Uitspraak
9 april 2018, 17/3402 (aangevallen uitspraak)
Centrale Raad van Beroep
In deze zaak, behandeld door de Centrale Raad van Beroep op 6 september 2018, is het hoger beroep ingesteld door de Raad van bestuur van het Uitvoeringsinstituut werknemersverzekeringen tegen een uitspraak van de rechtbank Zeeland-West-Brabant van 9 april 2018. De zaak betreft een verzoek om proceskostenvergoeding na intrekking van het hoger beroep door de appellant. De appellant heeft op 28 juni 2018 het hoger beroep ingetrokken, waarna de advocaat van de betrokkene, mr. B.J. van de Wijnckel, verzocht heeft om de appellant te veroordelen in de proceskosten. De appellant heeft hierop een verweerschrift ingediend. Gezien artikel 8:57 van de Algemene wet bestuursrecht (Awb) is het onderzoek ter zitting achterwege gelaten en is het onderzoek gesloten.

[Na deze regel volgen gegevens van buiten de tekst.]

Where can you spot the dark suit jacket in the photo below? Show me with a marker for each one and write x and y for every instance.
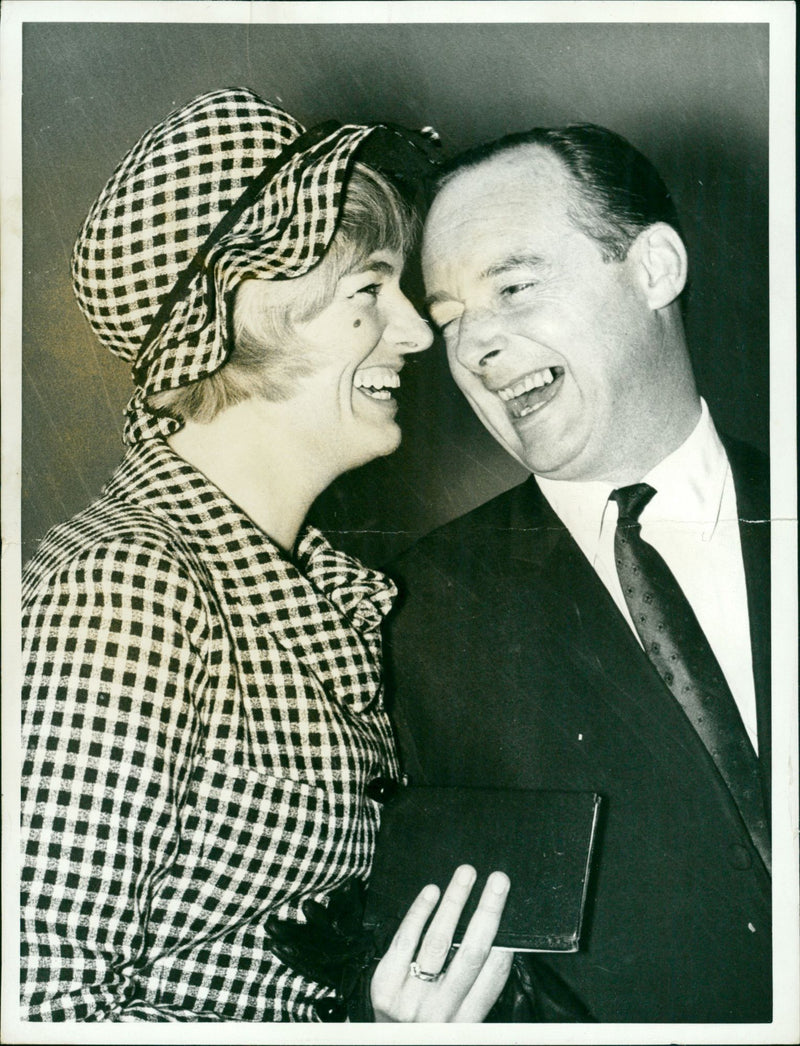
(511, 666)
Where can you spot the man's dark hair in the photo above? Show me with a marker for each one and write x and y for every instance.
(618, 191)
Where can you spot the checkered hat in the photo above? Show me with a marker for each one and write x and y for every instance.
(228, 187)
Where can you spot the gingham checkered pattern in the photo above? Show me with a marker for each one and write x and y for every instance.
(159, 208)
(201, 718)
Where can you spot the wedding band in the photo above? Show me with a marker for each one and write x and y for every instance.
(423, 974)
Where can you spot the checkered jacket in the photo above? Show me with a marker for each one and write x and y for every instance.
(201, 718)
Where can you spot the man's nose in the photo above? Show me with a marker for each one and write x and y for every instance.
(407, 330)
(479, 339)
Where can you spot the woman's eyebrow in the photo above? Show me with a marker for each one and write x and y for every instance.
(376, 266)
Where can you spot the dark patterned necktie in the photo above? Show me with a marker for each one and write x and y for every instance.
(675, 642)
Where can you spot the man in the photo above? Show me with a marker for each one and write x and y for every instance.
(604, 626)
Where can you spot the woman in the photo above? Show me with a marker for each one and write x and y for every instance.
(203, 710)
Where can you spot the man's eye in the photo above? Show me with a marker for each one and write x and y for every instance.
(371, 289)
(517, 288)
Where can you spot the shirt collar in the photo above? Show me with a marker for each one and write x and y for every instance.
(689, 481)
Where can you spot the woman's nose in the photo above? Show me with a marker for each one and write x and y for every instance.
(407, 330)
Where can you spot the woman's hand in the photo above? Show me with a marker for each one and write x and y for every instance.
(470, 985)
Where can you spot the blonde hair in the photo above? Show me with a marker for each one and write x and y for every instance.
(267, 359)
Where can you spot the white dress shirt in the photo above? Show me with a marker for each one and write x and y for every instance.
(693, 523)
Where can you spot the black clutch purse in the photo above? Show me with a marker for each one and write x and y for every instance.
(542, 840)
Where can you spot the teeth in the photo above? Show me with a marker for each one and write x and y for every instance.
(534, 381)
(376, 382)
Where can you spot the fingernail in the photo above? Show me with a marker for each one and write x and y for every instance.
(500, 883)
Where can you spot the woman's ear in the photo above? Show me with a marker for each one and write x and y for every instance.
(663, 264)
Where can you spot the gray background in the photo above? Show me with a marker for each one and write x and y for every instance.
(692, 97)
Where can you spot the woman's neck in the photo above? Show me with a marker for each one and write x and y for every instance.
(245, 452)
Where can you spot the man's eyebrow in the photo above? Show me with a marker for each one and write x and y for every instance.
(496, 269)
(435, 299)
(511, 262)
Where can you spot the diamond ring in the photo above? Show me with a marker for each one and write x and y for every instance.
(421, 974)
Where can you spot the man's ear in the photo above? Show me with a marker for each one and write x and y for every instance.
(662, 262)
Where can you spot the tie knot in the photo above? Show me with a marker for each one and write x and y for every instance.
(632, 500)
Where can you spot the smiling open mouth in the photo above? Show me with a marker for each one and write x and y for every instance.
(531, 392)
(378, 383)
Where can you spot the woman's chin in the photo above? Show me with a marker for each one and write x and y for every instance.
(382, 442)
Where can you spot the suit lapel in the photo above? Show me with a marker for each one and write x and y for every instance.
(576, 609)
(751, 480)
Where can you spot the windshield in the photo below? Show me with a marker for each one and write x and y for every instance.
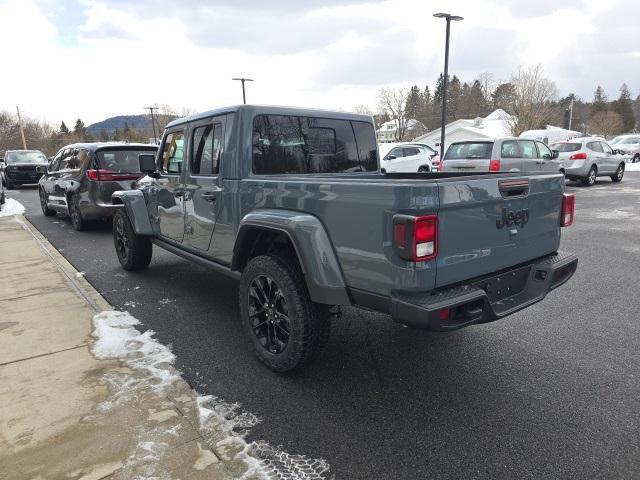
(469, 151)
(121, 160)
(566, 147)
(26, 156)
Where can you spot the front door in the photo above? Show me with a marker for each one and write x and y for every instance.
(202, 187)
(169, 195)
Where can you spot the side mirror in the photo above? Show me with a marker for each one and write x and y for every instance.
(147, 162)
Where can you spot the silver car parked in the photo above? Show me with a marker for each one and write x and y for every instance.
(587, 158)
(499, 155)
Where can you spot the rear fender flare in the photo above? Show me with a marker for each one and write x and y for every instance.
(136, 208)
(312, 245)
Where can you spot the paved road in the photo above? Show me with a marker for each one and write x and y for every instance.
(551, 392)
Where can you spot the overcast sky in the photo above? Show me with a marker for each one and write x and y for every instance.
(63, 59)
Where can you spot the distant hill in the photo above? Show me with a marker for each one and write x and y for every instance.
(110, 124)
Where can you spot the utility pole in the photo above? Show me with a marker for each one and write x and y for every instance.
(448, 17)
(570, 113)
(153, 123)
(242, 79)
(24, 142)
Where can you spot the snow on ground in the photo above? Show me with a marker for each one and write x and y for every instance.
(224, 423)
(11, 207)
(632, 167)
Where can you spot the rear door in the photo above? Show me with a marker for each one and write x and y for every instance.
(202, 185)
(170, 190)
(488, 224)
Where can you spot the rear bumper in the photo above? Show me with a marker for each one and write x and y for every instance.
(484, 299)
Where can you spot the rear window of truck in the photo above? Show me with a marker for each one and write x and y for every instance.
(469, 151)
(121, 160)
(298, 145)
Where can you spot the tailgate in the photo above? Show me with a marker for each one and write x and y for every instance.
(492, 223)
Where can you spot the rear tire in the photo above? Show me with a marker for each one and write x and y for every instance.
(134, 251)
(77, 222)
(43, 204)
(286, 328)
(590, 179)
(617, 177)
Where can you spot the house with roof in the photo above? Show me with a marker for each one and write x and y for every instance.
(388, 130)
(497, 124)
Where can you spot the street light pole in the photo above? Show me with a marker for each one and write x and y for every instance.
(242, 79)
(448, 17)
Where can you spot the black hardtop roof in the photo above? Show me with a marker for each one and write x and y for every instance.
(273, 110)
(93, 146)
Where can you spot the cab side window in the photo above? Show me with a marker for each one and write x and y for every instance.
(510, 149)
(206, 149)
(396, 152)
(528, 149)
(410, 152)
(172, 153)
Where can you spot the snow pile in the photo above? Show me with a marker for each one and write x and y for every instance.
(224, 425)
(632, 167)
(11, 207)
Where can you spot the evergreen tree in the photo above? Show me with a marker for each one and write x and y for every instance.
(599, 101)
(414, 100)
(623, 107)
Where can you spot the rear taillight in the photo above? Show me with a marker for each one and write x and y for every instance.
(416, 238)
(110, 175)
(568, 209)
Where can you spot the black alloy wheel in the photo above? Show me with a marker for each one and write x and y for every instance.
(121, 238)
(269, 314)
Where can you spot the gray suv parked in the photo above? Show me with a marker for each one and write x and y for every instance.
(81, 177)
(499, 155)
(587, 158)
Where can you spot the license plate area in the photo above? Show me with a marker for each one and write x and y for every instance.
(504, 285)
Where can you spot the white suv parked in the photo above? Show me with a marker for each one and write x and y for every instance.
(406, 157)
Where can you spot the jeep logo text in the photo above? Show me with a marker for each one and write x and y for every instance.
(517, 218)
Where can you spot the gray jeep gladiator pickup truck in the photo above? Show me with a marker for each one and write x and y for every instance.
(292, 202)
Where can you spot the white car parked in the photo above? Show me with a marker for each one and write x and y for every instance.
(407, 157)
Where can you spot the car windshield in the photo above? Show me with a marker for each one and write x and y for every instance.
(469, 151)
(31, 156)
(121, 160)
(566, 147)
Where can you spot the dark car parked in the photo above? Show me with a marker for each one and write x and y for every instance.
(20, 166)
(81, 178)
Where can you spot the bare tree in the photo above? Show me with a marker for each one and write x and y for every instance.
(606, 123)
(393, 101)
(362, 109)
(532, 102)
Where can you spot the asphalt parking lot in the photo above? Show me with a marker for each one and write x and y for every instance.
(551, 392)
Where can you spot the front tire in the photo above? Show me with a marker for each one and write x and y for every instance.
(590, 179)
(617, 177)
(286, 328)
(134, 251)
(43, 204)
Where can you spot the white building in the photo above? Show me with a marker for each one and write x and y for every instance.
(388, 130)
(497, 124)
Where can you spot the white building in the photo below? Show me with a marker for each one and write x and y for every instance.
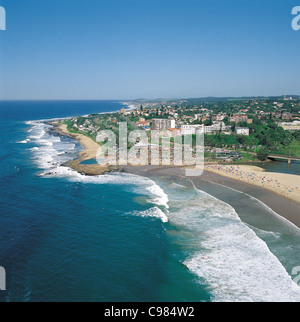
(163, 124)
(242, 130)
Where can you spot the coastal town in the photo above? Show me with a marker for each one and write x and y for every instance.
(239, 130)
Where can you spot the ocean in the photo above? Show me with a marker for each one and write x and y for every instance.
(122, 237)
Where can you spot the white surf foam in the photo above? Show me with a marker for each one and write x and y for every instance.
(50, 153)
(152, 212)
(24, 141)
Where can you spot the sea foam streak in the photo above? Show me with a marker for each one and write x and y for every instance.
(225, 253)
(50, 153)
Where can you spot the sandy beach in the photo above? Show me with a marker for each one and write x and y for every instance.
(89, 152)
(287, 185)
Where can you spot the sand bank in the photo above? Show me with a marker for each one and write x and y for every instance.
(287, 185)
(89, 152)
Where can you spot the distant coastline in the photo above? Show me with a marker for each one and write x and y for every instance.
(281, 192)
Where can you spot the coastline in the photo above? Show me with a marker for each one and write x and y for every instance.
(89, 152)
(274, 190)
(280, 204)
(282, 184)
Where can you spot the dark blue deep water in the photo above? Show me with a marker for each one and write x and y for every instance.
(68, 238)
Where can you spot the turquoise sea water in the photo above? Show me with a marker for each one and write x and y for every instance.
(120, 237)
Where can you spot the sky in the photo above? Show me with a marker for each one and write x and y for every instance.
(129, 49)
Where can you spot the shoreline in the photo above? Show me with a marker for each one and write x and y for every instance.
(89, 152)
(282, 206)
(273, 191)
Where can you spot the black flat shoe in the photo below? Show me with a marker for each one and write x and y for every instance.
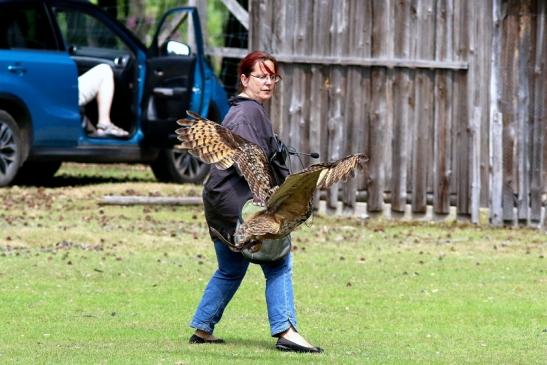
(197, 339)
(286, 345)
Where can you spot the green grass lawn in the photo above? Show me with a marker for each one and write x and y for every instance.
(82, 283)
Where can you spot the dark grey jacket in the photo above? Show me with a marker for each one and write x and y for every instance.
(225, 191)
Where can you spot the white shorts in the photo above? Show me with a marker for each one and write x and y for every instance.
(90, 82)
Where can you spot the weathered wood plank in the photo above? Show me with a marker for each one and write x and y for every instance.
(523, 108)
(379, 115)
(442, 149)
(508, 108)
(538, 113)
(337, 121)
(496, 126)
(388, 62)
(461, 111)
(422, 156)
(401, 114)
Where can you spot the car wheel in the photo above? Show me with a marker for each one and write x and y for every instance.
(11, 148)
(175, 165)
(34, 172)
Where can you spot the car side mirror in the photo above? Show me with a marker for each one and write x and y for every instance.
(174, 48)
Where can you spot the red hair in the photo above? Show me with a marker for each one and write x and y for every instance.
(247, 64)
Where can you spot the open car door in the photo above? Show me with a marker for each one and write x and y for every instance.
(174, 75)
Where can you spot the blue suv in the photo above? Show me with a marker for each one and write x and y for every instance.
(45, 45)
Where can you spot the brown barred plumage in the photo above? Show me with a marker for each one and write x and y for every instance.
(286, 206)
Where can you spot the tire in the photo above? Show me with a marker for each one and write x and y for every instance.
(174, 165)
(11, 148)
(36, 173)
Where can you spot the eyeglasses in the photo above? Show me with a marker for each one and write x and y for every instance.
(263, 78)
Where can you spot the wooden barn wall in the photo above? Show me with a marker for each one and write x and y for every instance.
(445, 96)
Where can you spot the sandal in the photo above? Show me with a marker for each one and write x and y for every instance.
(111, 130)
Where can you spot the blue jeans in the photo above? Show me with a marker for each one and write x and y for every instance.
(225, 281)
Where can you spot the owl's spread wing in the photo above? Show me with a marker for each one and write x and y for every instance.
(215, 144)
(293, 198)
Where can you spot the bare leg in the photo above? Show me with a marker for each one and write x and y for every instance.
(105, 95)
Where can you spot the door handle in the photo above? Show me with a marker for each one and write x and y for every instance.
(17, 69)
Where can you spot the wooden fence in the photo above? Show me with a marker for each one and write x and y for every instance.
(447, 98)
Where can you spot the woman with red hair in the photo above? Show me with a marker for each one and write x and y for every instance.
(224, 194)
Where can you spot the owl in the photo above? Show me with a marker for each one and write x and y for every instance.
(282, 208)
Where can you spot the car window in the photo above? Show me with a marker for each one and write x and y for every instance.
(83, 32)
(25, 26)
(178, 27)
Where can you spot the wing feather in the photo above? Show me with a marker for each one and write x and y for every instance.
(215, 144)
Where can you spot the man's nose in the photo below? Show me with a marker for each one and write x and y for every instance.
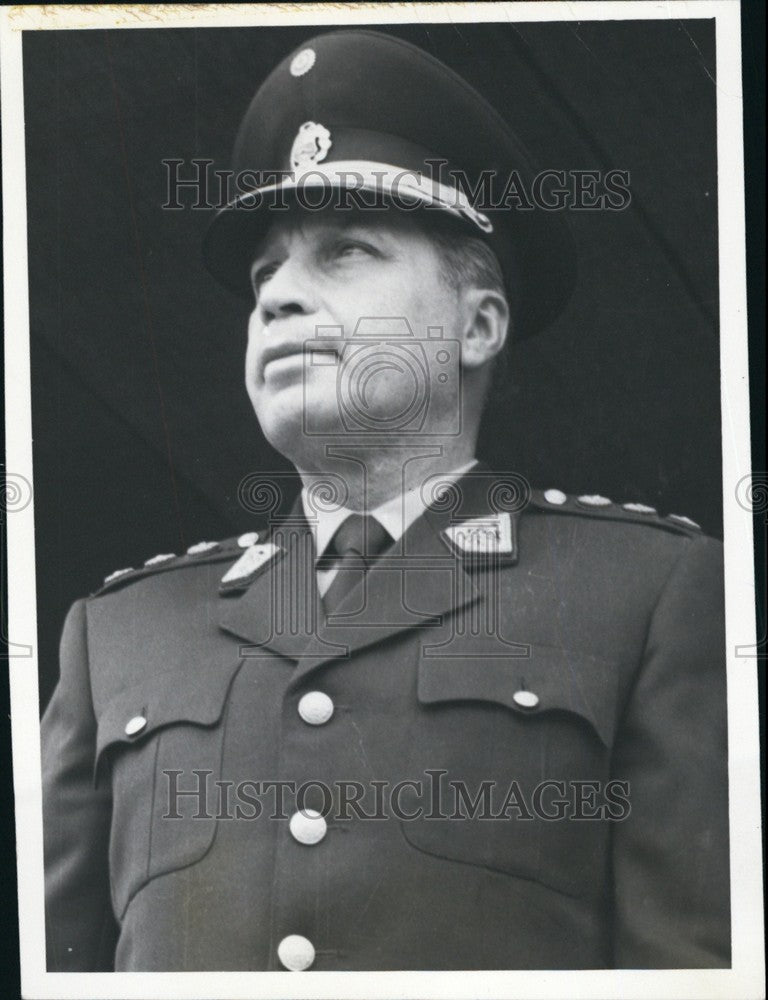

De Centrale Raad van Beroep overweegt dat volgens artikel 8:118, eerste lid, van de Awb, in geval van intrekking van het hoger beroep door het bestuursorgaan, het bestuursorgaan op verzoek van een partij kan worden veroordeeld in de proceskosten. De Raad stelt vast dat de rechtbank in eerste aanleg al een veroordeling in de proceskosten heeft uitgesproken. De Raad concludeert dat er in deze procedure geen kosten zijn gemaakt die voor vergoeding in aanmerking komen, aangezien de gemachtigde van de betrokkene geen proceshandelingen heeft verricht die voor vergoeding in aanmerking komen.
Uiteindelijk wijst de Centrale Raad van Beroep het verzoek om proceskostenvergoeding af. Deze uitspraak is gedaan door J.P.M. Zeijen, in tegenwoordigheid van L.R. Carlier als griffier, en is openbaar uitgesproken op 6 september 2018.